The New York Commodity Exchange terminated the liquidation-only restrictions on silver futures contracts yesterday and partially opened the market to new participants, effective Thursday.

The Comex directors said new investors can take net positions in 400 contracts in all months, including the nearest. In the spot months and next month, gross positions are limited to 100 contracts in each.

The Comex, citing what it claimed was a physical shortage of silver, had used its emergency powers to limit trading in silver to liquidation.

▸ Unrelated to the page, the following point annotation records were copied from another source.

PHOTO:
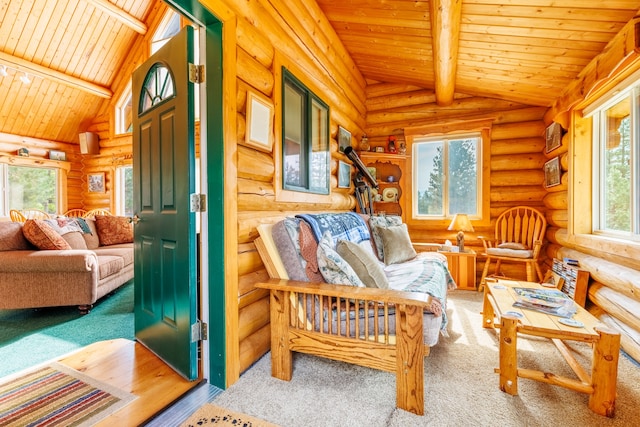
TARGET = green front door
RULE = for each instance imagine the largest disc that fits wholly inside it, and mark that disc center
(165, 238)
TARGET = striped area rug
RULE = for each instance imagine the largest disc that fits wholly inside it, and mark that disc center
(56, 395)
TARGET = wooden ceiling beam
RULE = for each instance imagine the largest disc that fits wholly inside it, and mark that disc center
(115, 12)
(28, 67)
(445, 17)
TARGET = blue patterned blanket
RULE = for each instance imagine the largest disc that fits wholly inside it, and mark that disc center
(345, 226)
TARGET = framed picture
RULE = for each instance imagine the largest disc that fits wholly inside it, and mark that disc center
(95, 181)
(57, 155)
(344, 138)
(259, 131)
(552, 172)
(344, 174)
(553, 136)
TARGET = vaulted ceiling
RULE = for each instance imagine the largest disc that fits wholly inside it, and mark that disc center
(526, 51)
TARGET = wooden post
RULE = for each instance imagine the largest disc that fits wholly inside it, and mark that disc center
(409, 359)
(604, 372)
(281, 355)
(508, 354)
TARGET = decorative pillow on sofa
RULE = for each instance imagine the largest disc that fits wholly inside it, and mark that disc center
(382, 221)
(396, 244)
(43, 236)
(334, 269)
(364, 263)
(114, 229)
(12, 238)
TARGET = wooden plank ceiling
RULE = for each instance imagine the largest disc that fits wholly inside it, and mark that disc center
(71, 51)
(525, 51)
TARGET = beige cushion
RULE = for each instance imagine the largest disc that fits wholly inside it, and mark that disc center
(43, 236)
(512, 253)
(91, 240)
(12, 238)
(75, 240)
(364, 263)
(114, 229)
(396, 244)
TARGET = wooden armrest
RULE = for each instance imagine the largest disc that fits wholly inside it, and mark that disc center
(344, 291)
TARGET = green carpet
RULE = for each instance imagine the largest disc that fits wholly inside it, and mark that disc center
(29, 337)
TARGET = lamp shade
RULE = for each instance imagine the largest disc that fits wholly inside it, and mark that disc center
(460, 222)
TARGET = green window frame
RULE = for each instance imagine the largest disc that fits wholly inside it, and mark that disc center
(305, 138)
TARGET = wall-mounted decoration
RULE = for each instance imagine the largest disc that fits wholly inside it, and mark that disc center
(344, 174)
(95, 182)
(259, 132)
(344, 139)
(552, 172)
(57, 155)
(553, 136)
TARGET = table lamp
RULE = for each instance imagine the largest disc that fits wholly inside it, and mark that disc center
(461, 223)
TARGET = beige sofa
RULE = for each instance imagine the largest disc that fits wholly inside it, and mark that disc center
(31, 278)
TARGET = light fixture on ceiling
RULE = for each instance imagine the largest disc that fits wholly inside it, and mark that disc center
(24, 78)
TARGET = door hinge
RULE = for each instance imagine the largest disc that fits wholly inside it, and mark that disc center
(196, 73)
(199, 331)
(198, 202)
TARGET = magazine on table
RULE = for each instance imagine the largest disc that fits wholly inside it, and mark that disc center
(548, 301)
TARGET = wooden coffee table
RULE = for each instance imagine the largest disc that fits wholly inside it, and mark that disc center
(498, 310)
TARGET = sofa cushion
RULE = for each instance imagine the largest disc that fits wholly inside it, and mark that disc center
(396, 244)
(382, 221)
(75, 240)
(43, 236)
(334, 269)
(91, 238)
(364, 263)
(114, 229)
(12, 238)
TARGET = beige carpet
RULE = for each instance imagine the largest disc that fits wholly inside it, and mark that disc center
(214, 415)
(461, 388)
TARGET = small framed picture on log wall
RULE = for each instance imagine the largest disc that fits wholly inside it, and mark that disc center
(344, 174)
(553, 136)
(259, 128)
(552, 172)
(344, 138)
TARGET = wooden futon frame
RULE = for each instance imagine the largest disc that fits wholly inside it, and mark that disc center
(346, 323)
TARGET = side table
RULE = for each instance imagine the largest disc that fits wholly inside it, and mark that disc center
(462, 266)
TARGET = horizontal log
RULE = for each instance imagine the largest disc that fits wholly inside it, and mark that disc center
(516, 162)
(623, 308)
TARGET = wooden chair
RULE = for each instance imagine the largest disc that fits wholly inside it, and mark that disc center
(75, 213)
(518, 239)
(93, 212)
(16, 216)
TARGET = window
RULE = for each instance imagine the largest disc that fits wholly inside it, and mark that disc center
(305, 144)
(124, 190)
(29, 188)
(616, 163)
(446, 173)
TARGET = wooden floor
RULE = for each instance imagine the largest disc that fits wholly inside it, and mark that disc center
(131, 367)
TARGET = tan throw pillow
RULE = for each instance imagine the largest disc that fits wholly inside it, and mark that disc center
(364, 263)
(396, 244)
(114, 229)
(75, 240)
(91, 239)
(43, 236)
(12, 238)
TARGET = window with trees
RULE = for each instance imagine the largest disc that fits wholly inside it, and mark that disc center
(615, 164)
(305, 142)
(29, 187)
(446, 176)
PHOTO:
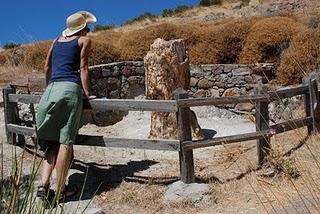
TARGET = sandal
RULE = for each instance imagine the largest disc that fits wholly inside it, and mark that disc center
(69, 191)
(46, 195)
(43, 191)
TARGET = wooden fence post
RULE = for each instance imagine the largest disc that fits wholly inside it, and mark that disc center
(262, 124)
(184, 134)
(10, 114)
(311, 101)
(314, 105)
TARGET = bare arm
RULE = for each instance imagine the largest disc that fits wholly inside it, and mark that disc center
(47, 66)
(84, 71)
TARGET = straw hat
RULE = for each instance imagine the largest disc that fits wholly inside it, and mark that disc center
(78, 21)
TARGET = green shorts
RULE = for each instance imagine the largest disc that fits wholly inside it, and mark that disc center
(59, 114)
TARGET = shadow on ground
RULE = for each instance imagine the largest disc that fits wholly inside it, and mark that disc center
(97, 178)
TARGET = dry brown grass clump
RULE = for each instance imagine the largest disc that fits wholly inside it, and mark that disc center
(303, 56)
(268, 38)
(35, 54)
(134, 45)
(222, 43)
(102, 52)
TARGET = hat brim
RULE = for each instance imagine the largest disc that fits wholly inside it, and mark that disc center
(69, 32)
(90, 18)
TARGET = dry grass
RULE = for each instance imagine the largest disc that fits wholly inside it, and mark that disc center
(302, 57)
(284, 40)
(290, 183)
(268, 38)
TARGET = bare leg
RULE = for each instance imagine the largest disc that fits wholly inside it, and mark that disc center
(49, 164)
(63, 163)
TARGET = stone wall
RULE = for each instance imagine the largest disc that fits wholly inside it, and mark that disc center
(126, 79)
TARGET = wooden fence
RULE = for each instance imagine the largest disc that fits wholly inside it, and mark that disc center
(181, 105)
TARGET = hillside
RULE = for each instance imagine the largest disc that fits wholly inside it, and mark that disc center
(284, 32)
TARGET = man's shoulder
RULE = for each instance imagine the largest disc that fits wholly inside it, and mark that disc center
(84, 39)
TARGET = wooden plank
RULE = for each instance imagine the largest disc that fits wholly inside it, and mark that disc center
(111, 104)
(262, 124)
(226, 140)
(288, 92)
(23, 130)
(307, 106)
(134, 105)
(313, 100)
(184, 134)
(87, 140)
(291, 125)
(165, 145)
(10, 114)
(24, 98)
(222, 100)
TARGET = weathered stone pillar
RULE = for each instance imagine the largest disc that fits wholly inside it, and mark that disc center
(166, 69)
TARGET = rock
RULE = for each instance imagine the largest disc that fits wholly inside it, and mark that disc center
(193, 82)
(244, 107)
(214, 93)
(179, 192)
(36, 84)
(200, 93)
(205, 84)
(167, 69)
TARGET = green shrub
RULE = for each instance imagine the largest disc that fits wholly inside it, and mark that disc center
(102, 27)
(141, 17)
(178, 9)
(207, 3)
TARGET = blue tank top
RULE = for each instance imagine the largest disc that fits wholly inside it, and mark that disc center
(65, 62)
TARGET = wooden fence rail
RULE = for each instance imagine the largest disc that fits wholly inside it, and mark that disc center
(181, 105)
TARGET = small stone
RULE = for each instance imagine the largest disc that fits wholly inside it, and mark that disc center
(244, 107)
(193, 81)
(195, 192)
(200, 93)
(205, 84)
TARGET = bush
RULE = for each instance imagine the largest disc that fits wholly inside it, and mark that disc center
(102, 52)
(134, 45)
(207, 3)
(300, 58)
(141, 17)
(102, 27)
(35, 55)
(167, 12)
(178, 9)
(221, 44)
(10, 45)
(268, 38)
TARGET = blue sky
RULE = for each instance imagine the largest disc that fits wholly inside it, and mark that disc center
(26, 21)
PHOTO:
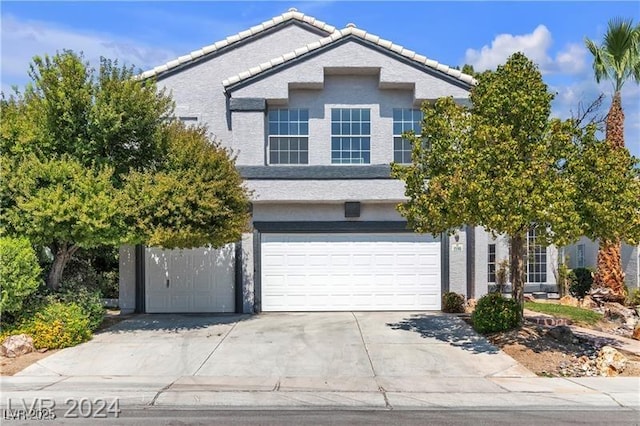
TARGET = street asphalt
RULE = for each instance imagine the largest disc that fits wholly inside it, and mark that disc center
(379, 362)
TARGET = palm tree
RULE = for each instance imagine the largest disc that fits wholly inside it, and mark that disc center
(616, 59)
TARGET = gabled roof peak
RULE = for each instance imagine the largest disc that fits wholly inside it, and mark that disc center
(350, 30)
(291, 14)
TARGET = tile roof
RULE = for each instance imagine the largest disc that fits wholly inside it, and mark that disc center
(291, 14)
(337, 35)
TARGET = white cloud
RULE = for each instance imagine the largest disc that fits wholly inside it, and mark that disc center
(535, 45)
(582, 93)
(571, 60)
(21, 40)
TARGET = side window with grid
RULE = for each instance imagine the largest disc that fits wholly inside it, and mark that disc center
(491, 263)
(350, 136)
(288, 136)
(404, 120)
(537, 260)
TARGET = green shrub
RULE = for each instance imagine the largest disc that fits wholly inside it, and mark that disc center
(452, 302)
(581, 283)
(495, 313)
(19, 274)
(95, 270)
(58, 325)
(88, 300)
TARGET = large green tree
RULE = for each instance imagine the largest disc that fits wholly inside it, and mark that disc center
(616, 59)
(92, 159)
(501, 165)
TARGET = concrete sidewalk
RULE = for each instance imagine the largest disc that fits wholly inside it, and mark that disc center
(384, 393)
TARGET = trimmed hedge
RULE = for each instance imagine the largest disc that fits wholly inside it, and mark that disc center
(495, 313)
(452, 302)
(58, 325)
(19, 274)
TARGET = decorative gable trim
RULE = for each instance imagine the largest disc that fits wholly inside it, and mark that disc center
(291, 16)
(336, 38)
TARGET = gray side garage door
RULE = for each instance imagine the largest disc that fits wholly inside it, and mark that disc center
(190, 281)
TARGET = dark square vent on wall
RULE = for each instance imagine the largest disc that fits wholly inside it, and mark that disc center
(352, 209)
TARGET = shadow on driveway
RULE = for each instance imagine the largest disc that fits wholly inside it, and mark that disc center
(446, 328)
(173, 323)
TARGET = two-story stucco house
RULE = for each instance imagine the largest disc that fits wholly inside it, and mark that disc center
(315, 116)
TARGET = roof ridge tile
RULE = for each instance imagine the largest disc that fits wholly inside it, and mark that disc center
(291, 14)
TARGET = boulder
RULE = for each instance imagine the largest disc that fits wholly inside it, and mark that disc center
(588, 303)
(605, 294)
(16, 345)
(569, 301)
(563, 334)
(636, 332)
(615, 311)
(610, 362)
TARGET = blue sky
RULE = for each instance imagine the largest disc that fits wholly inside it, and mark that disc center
(484, 34)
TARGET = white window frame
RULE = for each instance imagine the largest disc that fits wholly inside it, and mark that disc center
(405, 125)
(491, 263)
(341, 135)
(295, 132)
(534, 249)
(580, 259)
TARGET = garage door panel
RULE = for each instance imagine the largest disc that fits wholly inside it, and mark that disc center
(190, 280)
(350, 271)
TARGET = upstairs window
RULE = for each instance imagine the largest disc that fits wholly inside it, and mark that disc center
(288, 136)
(404, 120)
(350, 136)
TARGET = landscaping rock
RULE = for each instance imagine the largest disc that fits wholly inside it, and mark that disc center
(615, 311)
(636, 332)
(604, 294)
(16, 345)
(588, 303)
(563, 334)
(470, 306)
(569, 301)
(610, 362)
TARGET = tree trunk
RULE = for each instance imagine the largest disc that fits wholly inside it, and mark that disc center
(517, 269)
(615, 123)
(609, 273)
(62, 256)
(609, 268)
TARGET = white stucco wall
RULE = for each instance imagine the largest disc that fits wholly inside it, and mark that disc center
(326, 190)
(311, 72)
(198, 91)
(316, 212)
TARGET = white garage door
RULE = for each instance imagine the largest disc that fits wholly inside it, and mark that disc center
(340, 272)
(194, 280)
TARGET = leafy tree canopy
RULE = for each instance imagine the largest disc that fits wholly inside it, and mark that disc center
(92, 159)
(501, 165)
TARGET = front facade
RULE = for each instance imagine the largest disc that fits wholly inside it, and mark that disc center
(584, 254)
(315, 117)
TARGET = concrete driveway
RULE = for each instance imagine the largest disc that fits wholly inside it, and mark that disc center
(299, 348)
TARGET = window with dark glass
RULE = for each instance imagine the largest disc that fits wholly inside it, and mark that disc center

On commodity markets yesterday, speculation that the U.S. hostages in Iran will be released soon and a strong stock market dampened enthusiasm for buying precious metals futures, commodities that skyrocketed as world tensions increased.

Often soft commodities like sugar and cocoa, meanwhile, continued to find speculative support despite world news developments to push prices to the daily trading limit in some months.

Gold futures gained $9.50 to $10.70 an ounce on New York's Commodity Exchange Inc., closing at $688 for February-delivery contracts.

Platinum futures on the New York Mercantile Exchange dropped $9 to $20 to close at $900 an ounce for the spot contract month.

Copper futures, though, continued their upward price climb charting slight gains despite a bout of profit-taking by commission houses and local traders after a run-up Tuesday that saw new record highs established.

Sugar futures were locked up the daily trading limit for most of the day, so speculators eager for trade moved into the cocoa market, which had been weak prior to the new interest.